Quant à l’Italie, elle commença très tôt
à changer de manière, en particulier en Ligurie où les
faïenceries de Gênes, Savone et Albissola adoptèrent, dès
le début du siècle, le camaïeu bleu et des motifs naturalistes,
montrant de joyeux semis de lapins ou d’oiseaux dans des feuillages,
ce qui constituait une véritable révolution. L’introduction
de la nature dans un art qui avait connu les motifs ornementaux en terre islamique,
les motifs figuratifs en terre chrétienne, et qui découvrait
les fleurs sous l’influence conjointe de l’Est du monde, de la Chine
à la Turquie en passant par la Perse, était aussi un fait nouveau.
Aujourd’hui, nous avons du mal à croire que les fleurs n’ont
pas toujours été représentées sur la céramique
et pourtant ce fut, en Europe, une conquête du XVIIe siècle.

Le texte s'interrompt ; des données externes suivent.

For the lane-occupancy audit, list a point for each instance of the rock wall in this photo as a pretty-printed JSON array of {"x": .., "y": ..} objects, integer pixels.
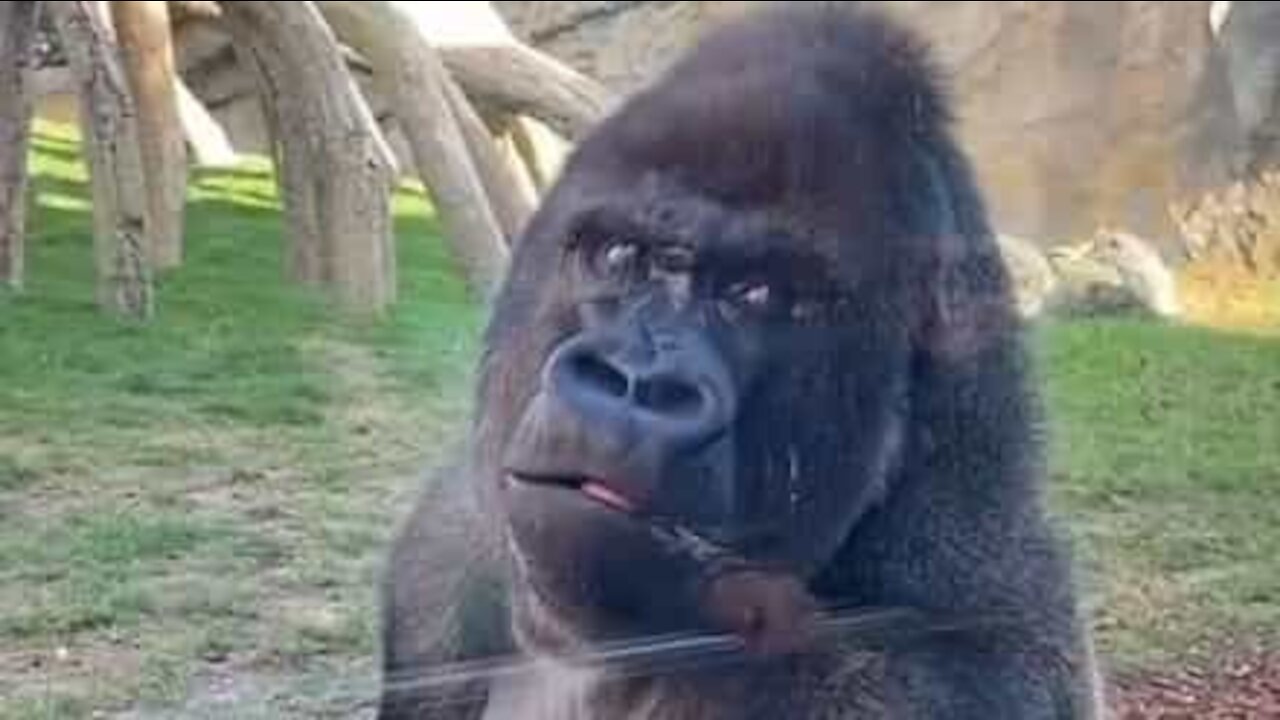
[{"x": 1077, "y": 114}]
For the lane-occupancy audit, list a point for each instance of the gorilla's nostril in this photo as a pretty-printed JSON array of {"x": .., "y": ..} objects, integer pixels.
[
  {"x": 670, "y": 396},
  {"x": 598, "y": 374}
]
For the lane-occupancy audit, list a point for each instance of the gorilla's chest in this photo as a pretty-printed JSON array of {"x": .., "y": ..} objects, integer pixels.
[{"x": 549, "y": 691}]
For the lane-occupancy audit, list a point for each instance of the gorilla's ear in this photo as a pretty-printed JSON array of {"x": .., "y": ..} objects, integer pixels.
[{"x": 963, "y": 300}]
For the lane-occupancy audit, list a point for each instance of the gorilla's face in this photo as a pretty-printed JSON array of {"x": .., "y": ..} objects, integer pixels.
[
  {"x": 709, "y": 333},
  {"x": 718, "y": 395}
]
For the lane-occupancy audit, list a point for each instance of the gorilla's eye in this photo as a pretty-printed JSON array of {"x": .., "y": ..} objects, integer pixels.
[
  {"x": 617, "y": 258},
  {"x": 673, "y": 259},
  {"x": 753, "y": 295},
  {"x": 804, "y": 310}
]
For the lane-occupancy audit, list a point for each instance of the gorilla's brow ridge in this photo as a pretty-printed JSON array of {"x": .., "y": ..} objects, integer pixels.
[{"x": 750, "y": 245}]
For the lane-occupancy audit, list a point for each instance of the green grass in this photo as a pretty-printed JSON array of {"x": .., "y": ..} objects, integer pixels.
[
  {"x": 219, "y": 482},
  {"x": 192, "y": 511},
  {"x": 1166, "y": 461}
]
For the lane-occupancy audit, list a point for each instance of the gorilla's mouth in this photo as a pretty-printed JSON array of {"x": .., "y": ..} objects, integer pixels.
[{"x": 594, "y": 488}]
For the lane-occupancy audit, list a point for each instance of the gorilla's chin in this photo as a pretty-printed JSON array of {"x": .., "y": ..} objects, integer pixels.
[{"x": 620, "y": 575}]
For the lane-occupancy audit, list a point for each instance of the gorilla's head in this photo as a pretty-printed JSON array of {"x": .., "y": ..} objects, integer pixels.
[{"x": 702, "y": 369}]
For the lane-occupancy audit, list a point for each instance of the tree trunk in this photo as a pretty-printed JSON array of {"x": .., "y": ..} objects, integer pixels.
[
  {"x": 522, "y": 81},
  {"x": 502, "y": 73},
  {"x": 412, "y": 78},
  {"x": 146, "y": 46},
  {"x": 542, "y": 150},
  {"x": 17, "y": 31},
  {"x": 510, "y": 194},
  {"x": 110, "y": 137},
  {"x": 336, "y": 165},
  {"x": 209, "y": 144}
]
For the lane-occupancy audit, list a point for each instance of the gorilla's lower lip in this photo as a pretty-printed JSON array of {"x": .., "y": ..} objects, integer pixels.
[{"x": 597, "y": 490}]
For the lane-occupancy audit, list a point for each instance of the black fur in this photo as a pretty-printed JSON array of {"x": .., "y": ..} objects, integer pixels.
[{"x": 894, "y": 438}]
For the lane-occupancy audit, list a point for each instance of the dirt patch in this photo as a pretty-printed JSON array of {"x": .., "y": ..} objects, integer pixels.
[{"x": 1243, "y": 686}]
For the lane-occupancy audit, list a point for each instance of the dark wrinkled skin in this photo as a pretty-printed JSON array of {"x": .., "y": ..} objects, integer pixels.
[{"x": 755, "y": 364}]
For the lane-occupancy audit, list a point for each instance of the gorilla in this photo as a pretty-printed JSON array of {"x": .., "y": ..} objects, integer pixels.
[{"x": 754, "y": 431}]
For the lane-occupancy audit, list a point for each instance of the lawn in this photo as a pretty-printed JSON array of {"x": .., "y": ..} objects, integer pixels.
[{"x": 192, "y": 511}]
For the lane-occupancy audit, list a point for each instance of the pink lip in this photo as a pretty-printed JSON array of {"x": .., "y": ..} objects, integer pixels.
[{"x": 607, "y": 496}]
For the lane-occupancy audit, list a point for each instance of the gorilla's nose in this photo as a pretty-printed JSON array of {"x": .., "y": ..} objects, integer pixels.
[{"x": 675, "y": 396}]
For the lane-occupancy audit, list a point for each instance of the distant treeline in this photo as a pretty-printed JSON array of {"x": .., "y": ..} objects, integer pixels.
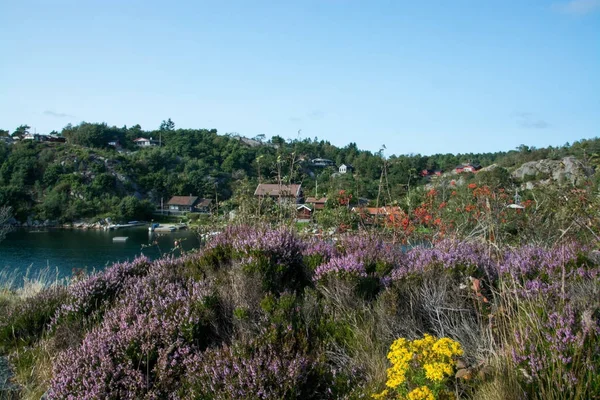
[{"x": 88, "y": 177}]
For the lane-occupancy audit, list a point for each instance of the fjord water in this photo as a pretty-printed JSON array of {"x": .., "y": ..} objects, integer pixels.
[{"x": 61, "y": 251}]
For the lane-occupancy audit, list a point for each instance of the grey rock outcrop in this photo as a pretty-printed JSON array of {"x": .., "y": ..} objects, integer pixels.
[{"x": 567, "y": 170}]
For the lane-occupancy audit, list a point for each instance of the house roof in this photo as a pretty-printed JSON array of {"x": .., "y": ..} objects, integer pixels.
[
  {"x": 204, "y": 203},
  {"x": 379, "y": 211},
  {"x": 462, "y": 166},
  {"x": 274, "y": 189},
  {"x": 314, "y": 200},
  {"x": 183, "y": 201}
]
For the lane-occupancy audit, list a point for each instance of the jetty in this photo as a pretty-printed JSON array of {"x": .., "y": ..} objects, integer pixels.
[
  {"x": 130, "y": 224},
  {"x": 167, "y": 228}
]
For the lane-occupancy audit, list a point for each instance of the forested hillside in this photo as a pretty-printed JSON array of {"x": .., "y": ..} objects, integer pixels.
[{"x": 85, "y": 177}]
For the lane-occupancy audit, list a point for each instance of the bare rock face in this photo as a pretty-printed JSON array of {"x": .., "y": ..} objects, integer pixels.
[{"x": 567, "y": 170}]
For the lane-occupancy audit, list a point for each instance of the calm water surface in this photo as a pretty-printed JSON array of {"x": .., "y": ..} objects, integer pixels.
[{"x": 63, "y": 250}]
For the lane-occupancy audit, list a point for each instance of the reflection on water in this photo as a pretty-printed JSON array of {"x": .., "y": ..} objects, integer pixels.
[{"x": 66, "y": 250}]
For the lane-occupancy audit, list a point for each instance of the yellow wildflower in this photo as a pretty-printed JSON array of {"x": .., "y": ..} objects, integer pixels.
[
  {"x": 421, "y": 393},
  {"x": 378, "y": 396}
]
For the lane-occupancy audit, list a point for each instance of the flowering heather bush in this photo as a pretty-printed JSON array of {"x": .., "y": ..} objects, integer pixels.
[
  {"x": 95, "y": 293},
  {"x": 264, "y": 314},
  {"x": 282, "y": 244},
  {"x": 468, "y": 257},
  {"x": 420, "y": 368},
  {"x": 347, "y": 267},
  {"x": 376, "y": 254},
  {"x": 275, "y": 255},
  {"x": 251, "y": 372},
  {"x": 138, "y": 349},
  {"x": 317, "y": 251}
]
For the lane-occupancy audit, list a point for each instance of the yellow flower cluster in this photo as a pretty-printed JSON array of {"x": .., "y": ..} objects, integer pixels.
[
  {"x": 421, "y": 393},
  {"x": 415, "y": 362},
  {"x": 400, "y": 357}
]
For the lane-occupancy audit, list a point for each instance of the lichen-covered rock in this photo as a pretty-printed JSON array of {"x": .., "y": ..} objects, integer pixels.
[{"x": 566, "y": 170}]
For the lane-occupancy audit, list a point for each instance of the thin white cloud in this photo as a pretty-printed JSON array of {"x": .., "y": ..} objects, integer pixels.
[
  {"x": 57, "y": 115},
  {"x": 528, "y": 120},
  {"x": 577, "y": 7}
]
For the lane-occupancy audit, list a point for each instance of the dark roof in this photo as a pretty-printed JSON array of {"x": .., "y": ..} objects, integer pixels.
[
  {"x": 314, "y": 200},
  {"x": 183, "y": 201},
  {"x": 274, "y": 189},
  {"x": 476, "y": 166},
  {"x": 204, "y": 203}
]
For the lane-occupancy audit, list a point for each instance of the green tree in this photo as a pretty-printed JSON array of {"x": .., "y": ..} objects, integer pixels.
[{"x": 167, "y": 125}]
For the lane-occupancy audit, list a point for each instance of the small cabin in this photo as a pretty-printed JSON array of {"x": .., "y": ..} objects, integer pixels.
[
  {"x": 303, "y": 213},
  {"x": 346, "y": 168},
  {"x": 317, "y": 204},
  {"x": 469, "y": 167}
]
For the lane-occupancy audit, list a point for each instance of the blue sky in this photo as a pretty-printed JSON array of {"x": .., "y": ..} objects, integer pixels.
[{"x": 418, "y": 76}]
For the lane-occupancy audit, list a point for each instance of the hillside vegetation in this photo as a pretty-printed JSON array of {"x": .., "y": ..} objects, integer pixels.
[
  {"x": 85, "y": 178},
  {"x": 262, "y": 313}
]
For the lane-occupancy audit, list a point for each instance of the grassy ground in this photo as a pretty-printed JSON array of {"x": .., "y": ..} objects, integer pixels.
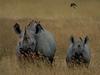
[{"x": 57, "y": 17}]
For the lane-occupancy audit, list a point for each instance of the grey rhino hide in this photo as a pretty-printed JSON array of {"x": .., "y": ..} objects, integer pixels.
[
  {"x": 83, "y": 49},
  {"x": 26, "y": 41},
  {"x": 46, "y": 44}
]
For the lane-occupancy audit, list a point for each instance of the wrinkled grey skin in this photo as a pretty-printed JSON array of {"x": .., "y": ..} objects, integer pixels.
[
  {"x": 78, "y": 51},
  {"x": 41, "y": 41},
  {"x": 46, "y": 44},
  {"x": 27, "y": 42}
]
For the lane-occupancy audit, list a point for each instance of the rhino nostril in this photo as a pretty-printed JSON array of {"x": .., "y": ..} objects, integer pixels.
[
  {"x": 79, "y": 46},
  {"x": 21, "y": 48}
]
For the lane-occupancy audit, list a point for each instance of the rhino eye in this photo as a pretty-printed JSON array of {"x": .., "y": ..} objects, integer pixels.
[{"x": 33, "y": 43}]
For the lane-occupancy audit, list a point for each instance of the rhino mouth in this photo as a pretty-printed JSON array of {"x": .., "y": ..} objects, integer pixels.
[{"x": 77, "y": 58}]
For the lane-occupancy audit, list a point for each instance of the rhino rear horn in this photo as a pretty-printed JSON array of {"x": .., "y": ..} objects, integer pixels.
[
  {"x": 38, "y": 28},
  {"x": 17, "y": 28}
]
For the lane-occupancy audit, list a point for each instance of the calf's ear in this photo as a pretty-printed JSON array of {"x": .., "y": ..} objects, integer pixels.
[
  {"x": 86, "y": 39},
  {"x": 17, "y": 28},
  {"x": 38, "y": 28},
  {"x": 72, "y": 39}
]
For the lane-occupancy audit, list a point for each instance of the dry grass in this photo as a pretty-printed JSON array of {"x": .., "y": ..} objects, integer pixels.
[{"x": 83, "y": 21}]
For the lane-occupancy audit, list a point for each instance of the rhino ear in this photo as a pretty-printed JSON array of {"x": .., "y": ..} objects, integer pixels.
[
  {"x": 38, "y": 28},
  {"x": 17, "y": 28},
  {"x": 72, "y": 39},
  {"x": 86, "y": 39}
]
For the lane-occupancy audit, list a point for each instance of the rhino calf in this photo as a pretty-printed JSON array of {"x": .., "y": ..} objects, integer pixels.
[
  {"x": 78, "y": 52},
  {"x": 27, "y": 43}
]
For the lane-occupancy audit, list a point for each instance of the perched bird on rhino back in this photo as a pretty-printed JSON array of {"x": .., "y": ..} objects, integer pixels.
[
  {"x": 46, "y": 44},
  {"x": 78, "y": 52}
]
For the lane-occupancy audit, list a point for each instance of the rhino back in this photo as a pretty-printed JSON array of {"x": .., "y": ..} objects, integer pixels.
[{"x": 46, "y": 43}]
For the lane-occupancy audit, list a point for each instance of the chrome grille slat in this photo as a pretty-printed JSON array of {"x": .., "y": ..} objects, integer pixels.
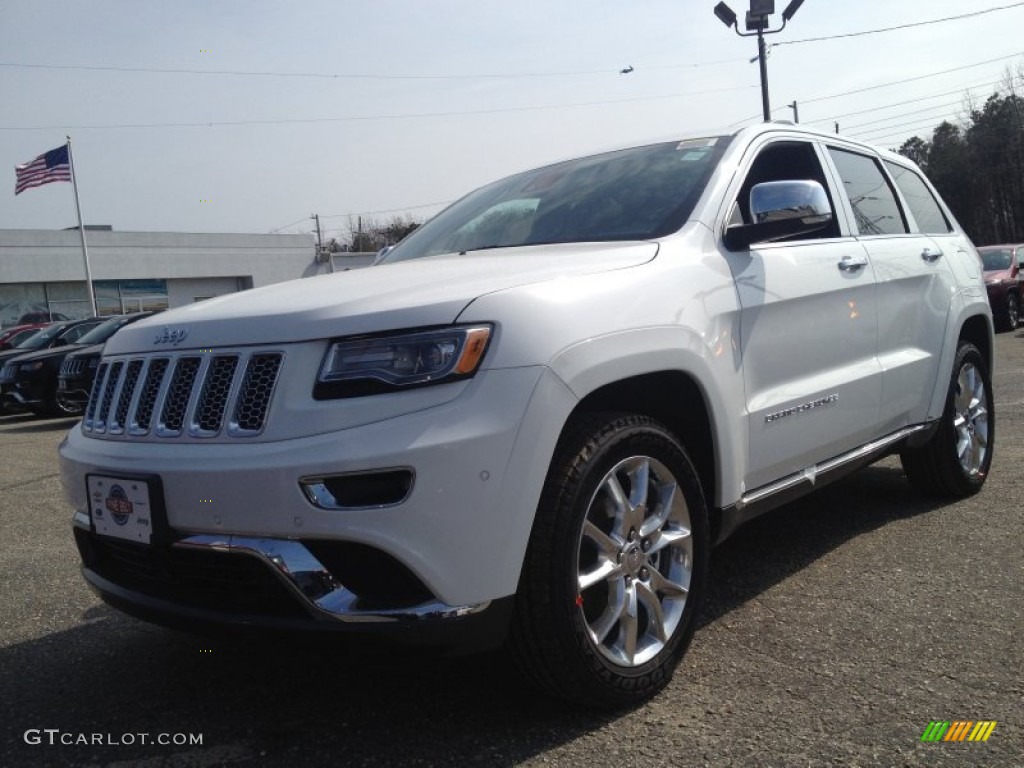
[
  {"x": 117, "y": 424},
  {"x": 254, "y": 398},
  {"x": 195, "y": 394},
  {"x": 175, "y": 406},
  {"x": 147, "y": 395},
  {"x": 72, "y": 367},
  {"x": 97, "y": 386},
  {"x": 113, "y": 376},
  {"x": 217, "y": 387}
]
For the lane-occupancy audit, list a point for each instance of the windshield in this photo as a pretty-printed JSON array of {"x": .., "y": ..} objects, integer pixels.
[
  {"x": 998, "y": 259},
  {"x": 41, "y": 339},
  {"x": 638, "y": 194},
  {"x": 104, "y": 330}
]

La seconde partie du siècle a vu le triomphe de Delft, dont les faïences
au bleu inégalé offrent à côté d’admirables
copies des ouvrages de la Chine, de merveilleuses plaques murales ornées
de scènes de genre, de paysages ou de marines, et de grands plats bibliques,
un genre delftois totalement méconnu. Ces admirables chefs-d’œuvre
présentent aussi l’intérêt d’être souvent
datés et de servir ainsi de repères chronologiques pour le reste
de la production européenne.

Cette exposition permettra au public français, qui aime la faïence
de Delft, d’en voir les plus grands chefs-d’œuvre, tels les
vases de Hoppensteim conservés au musée de la Chartreuse de
Douai. Il appréciera aussi les scènes mythologiques des plats
de Castelli, les étranges créations de Pavie, si légères,
si mystérieuses, avec leurs vagabonds et leurs paysages de ruines,
ou encore ce plat espagnol représentant une corrida. La France tient
bien son rang, c’est l’époque du triomphe de la fantaisie
nivernaise et de la naissance des faïences de Marseille et de Moustiers
qui, en camaïeu bleu, maintiennent haut et clair le goût de l’istoriato.